“When you give a player like that guidelines and a system, she’s brilliant in it,” Delaney-Smith said. “She knows angles, she knows timing, she knows how to read a defense and create. She didn’t do it last year in the flex, but wait until you see her this year.”
Captain and forward Kate Ides is at the helm of this star-studded Harvard team. Ides played in every game last season, starting in seven, and averaged 10 points per game over the span of three contests, against Yale, Columbia and Cornell.
Ides’s team will need all of its talent, old and new, to step up early on as the Crimson plays its most formidable nonconference schedule in recent memory.

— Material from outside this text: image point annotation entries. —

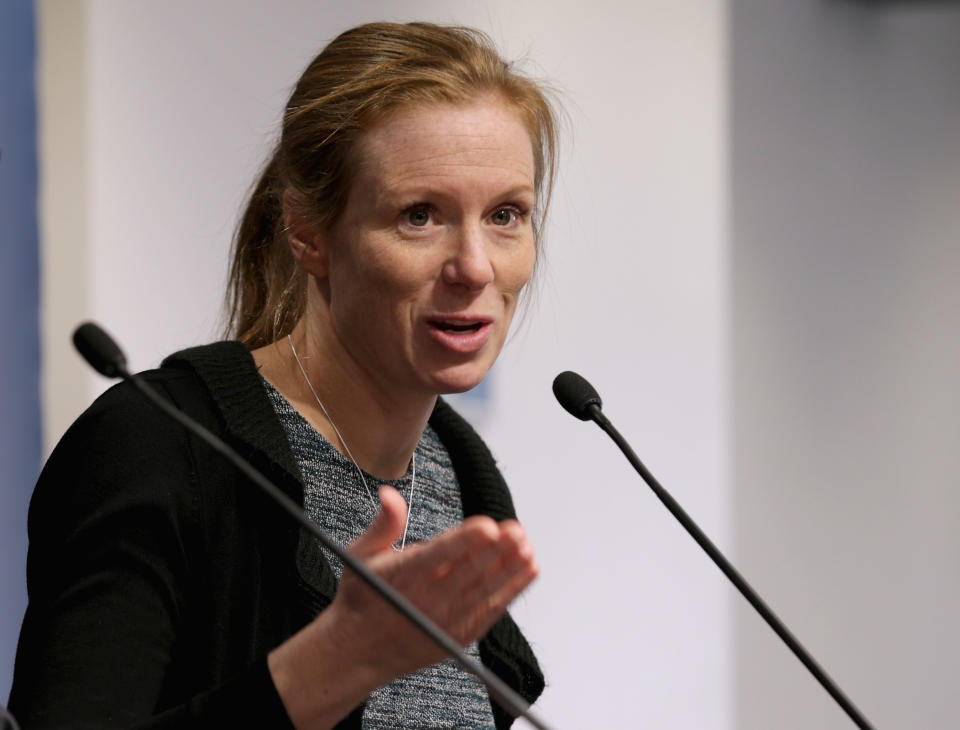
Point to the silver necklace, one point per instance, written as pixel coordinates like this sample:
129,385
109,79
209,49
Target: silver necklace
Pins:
373,502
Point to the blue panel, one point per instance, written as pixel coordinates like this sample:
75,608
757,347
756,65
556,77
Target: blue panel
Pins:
20,431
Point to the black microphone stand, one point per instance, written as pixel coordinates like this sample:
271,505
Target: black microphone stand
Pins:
578,397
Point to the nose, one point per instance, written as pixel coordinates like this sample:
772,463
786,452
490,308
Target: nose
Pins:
469,264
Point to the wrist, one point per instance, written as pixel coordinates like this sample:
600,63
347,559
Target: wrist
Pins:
321,673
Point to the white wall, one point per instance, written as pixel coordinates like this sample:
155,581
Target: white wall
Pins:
846,350
181,101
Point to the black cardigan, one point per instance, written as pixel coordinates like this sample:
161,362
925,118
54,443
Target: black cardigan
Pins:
159,579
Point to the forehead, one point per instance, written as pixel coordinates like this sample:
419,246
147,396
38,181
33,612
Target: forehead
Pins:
483,139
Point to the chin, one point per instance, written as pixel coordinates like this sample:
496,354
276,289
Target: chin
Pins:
459,380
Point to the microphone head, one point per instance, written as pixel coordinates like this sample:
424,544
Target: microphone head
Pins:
576,395
99,350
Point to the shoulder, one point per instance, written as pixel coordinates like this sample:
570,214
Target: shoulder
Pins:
123,452
482,487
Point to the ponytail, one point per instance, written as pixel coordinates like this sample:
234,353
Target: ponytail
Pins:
265,297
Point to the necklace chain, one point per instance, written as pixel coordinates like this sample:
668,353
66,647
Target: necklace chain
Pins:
373,502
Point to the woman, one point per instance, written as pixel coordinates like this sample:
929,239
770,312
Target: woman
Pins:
378,265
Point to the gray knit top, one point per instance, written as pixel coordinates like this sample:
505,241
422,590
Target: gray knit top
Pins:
439,696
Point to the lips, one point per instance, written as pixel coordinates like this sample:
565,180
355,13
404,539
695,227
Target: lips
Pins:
460,334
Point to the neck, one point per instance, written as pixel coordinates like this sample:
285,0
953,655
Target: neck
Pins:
381,428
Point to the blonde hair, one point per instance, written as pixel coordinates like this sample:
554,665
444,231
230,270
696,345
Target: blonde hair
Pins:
361,76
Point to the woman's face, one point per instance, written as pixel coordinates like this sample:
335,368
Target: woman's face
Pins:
426,264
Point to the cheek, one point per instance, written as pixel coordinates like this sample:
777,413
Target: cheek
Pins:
517,269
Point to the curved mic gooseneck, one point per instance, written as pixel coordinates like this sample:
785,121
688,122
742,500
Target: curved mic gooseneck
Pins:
581,400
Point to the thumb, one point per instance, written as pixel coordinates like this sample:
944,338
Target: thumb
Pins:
386,529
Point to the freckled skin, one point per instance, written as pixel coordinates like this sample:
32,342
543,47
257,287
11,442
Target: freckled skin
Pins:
438,222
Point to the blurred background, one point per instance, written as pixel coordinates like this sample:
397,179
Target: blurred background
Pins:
754,254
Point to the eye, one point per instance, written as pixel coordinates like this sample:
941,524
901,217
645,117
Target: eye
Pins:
504,216
418,216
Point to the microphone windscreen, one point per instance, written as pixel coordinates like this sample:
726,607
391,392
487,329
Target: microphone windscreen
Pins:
99,349
575,394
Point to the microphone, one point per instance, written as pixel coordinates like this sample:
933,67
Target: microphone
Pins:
580,399
100,351
106,357
577,396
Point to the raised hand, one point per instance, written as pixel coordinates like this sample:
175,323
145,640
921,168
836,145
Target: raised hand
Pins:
463,579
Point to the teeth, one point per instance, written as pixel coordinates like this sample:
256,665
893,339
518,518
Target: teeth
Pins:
450,327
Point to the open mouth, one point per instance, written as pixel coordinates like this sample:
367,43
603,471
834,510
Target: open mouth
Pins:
456,328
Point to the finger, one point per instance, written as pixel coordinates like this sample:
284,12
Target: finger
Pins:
483,566
386,529
435,559
504,579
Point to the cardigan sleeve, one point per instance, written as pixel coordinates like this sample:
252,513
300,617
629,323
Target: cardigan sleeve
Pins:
112,523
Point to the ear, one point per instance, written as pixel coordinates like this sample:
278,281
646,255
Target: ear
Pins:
308,245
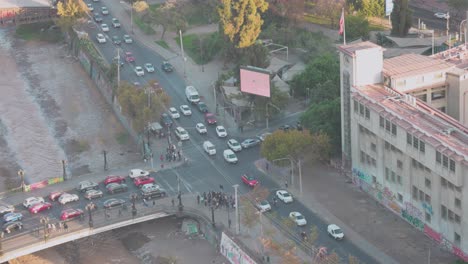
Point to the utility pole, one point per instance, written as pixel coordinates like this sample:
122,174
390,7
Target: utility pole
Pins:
237,209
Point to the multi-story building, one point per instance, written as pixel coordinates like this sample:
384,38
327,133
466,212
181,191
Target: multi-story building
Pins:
407,154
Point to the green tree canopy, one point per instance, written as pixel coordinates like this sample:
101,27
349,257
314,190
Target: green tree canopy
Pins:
241,20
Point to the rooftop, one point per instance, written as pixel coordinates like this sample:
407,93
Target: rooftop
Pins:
434,127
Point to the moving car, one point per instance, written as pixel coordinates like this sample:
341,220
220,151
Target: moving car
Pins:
201,128
40,207
11,226
181,133
167,67
70,214
149,67
230,156
174,113
100,38
143,180
210,118
221,132
185,109
139,71
127,39
30,201
209,148
91,194
116,188
114,178
10,217
264,206
335,232
284,196
234,145
298,218
68,198
114,202
250,142
249,180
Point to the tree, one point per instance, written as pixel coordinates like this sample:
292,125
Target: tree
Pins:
401,18
241,20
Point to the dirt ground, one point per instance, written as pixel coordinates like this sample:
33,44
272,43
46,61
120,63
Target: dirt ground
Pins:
147,243
50,110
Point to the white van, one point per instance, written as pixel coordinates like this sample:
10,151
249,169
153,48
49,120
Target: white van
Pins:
192,95
209,148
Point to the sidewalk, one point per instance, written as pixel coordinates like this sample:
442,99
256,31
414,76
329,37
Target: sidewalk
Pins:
377,231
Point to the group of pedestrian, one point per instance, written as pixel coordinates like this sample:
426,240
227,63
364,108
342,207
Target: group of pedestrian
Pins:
216,199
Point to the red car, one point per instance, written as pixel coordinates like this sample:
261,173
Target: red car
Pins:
70,213
249,180
139,181
113,178
210,118
53,196
129,57
39,207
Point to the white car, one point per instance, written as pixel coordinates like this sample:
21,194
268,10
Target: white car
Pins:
137,173
264,206
67,198
209,148
149,67
105,27
335,232
284,196
174,113
181,133
234,145
139,71
221,131
230,156
101,38
185,109
298,218
201,128
30,201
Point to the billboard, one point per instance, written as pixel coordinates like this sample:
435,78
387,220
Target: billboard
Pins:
255,81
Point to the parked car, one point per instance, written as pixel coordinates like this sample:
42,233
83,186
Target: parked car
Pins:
249,180
30,201
221,132
230,156
234,145
70,214
284,196
210,118
181,133
10,217
201,128
114,178
40,207
185,109
116,188
114,202
11,226
68,198
335,232
92,194
250,142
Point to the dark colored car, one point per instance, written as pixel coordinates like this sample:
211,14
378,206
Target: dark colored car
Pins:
210,119
116,188
166,120
202,107
167,67
112,203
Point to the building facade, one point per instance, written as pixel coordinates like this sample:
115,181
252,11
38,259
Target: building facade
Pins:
408,155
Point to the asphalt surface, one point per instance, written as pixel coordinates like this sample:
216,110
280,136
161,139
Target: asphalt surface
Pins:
203,173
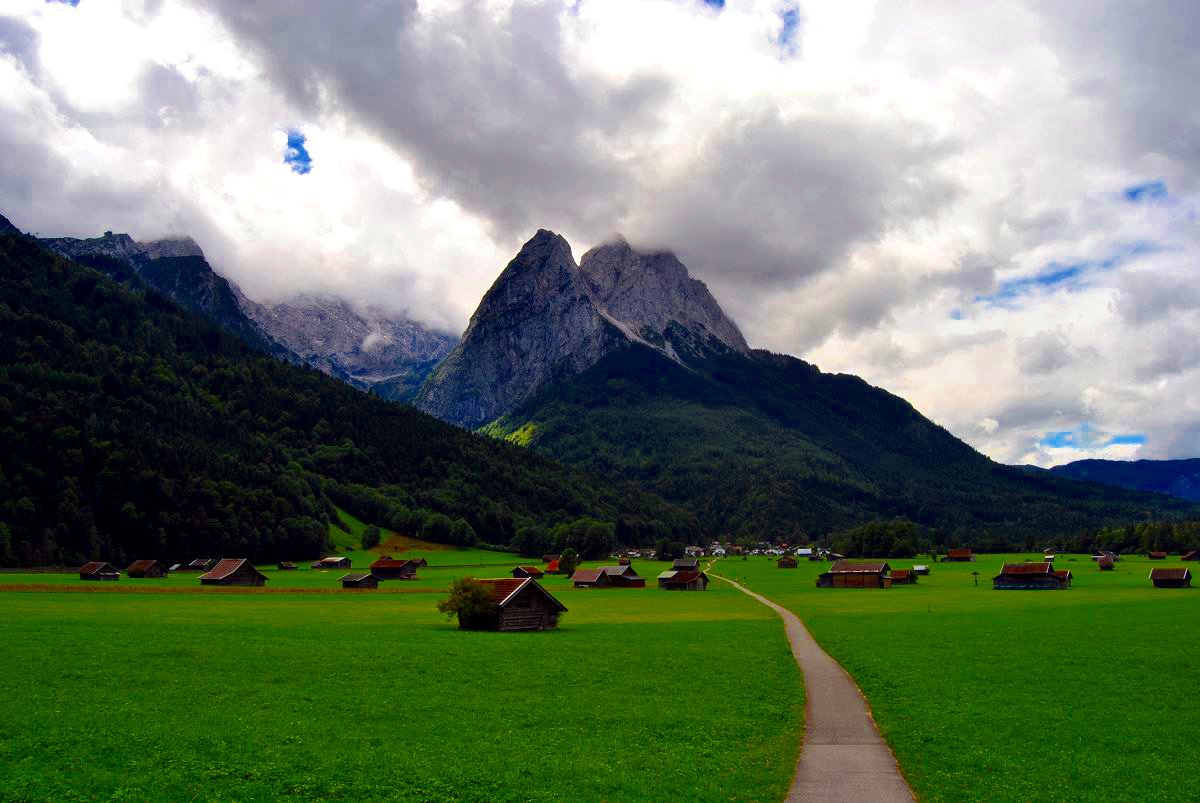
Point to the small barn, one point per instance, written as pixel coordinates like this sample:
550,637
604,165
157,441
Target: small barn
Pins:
683,581
1171,577
591,579
523,605
234,571
334,562
99,570
1030,576
360,581
147,569
845,574
394,569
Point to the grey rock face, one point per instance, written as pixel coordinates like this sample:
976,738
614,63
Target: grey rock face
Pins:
546,318
364,348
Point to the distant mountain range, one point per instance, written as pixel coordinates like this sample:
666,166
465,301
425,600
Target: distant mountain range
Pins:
1177,478
370,349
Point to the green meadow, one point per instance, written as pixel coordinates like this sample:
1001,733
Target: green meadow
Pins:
639,695
1015,695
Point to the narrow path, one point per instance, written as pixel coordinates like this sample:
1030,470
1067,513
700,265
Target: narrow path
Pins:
843,757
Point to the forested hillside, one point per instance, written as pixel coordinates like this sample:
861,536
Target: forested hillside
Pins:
767,445
130,426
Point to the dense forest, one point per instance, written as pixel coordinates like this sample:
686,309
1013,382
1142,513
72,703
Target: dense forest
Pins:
769,448
132,427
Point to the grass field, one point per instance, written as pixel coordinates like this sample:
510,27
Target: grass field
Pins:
640,695
989,695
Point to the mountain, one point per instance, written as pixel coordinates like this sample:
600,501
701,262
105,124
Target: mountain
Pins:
1177,478
370,349
133,427
546,319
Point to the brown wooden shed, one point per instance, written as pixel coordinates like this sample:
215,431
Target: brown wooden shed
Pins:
234,571
523,605
99,570
147,569
360,581
845,574
1171,577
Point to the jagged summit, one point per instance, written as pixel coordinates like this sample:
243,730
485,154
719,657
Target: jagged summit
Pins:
546,318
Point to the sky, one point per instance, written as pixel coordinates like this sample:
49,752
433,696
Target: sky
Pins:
989,209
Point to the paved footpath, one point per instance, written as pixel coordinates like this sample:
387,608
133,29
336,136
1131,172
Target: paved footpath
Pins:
844,757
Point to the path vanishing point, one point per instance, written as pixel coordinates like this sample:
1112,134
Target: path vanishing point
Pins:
843,757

Right off the bat Harvard looks to test its potential by opening with Syracuse. In 2001, Harvard fell to the Orangemen 78-66. The Crimson looks at its tough schedule as not just a challenge, but as an opportunity.
“We have the toughest early season Harvard has ever had with several NCAA tournament teams,“ Dunham said. “Our goal by playing them is to show that we can beat high-caliber teams and that we deserve to be back in the tournament again.”
Harvard looks to November and December match-ups against BC, Minnesota and at Vanderbilt in the First Tennessee Tournament to gauge its NCAA prospects and prepare for its Ivy League season.
After experiencing March Madness last year in the Crimson’s first-round loss to North Carolina whetted the Harvard’s appetite for national success. Heading into the 2002-2003 campaign, the Crimson, armed with a crop of hungry young freshmen and celebrated veterans, looks to surpass last year’s glory.
“Nationally, I’d liked to stay in the top 30—that’s how good I think we are,” Delaney-Smith said.
“I think anything less than an Ivy League title and an NCAA berth for our team would be very disappointing,” Peljto said.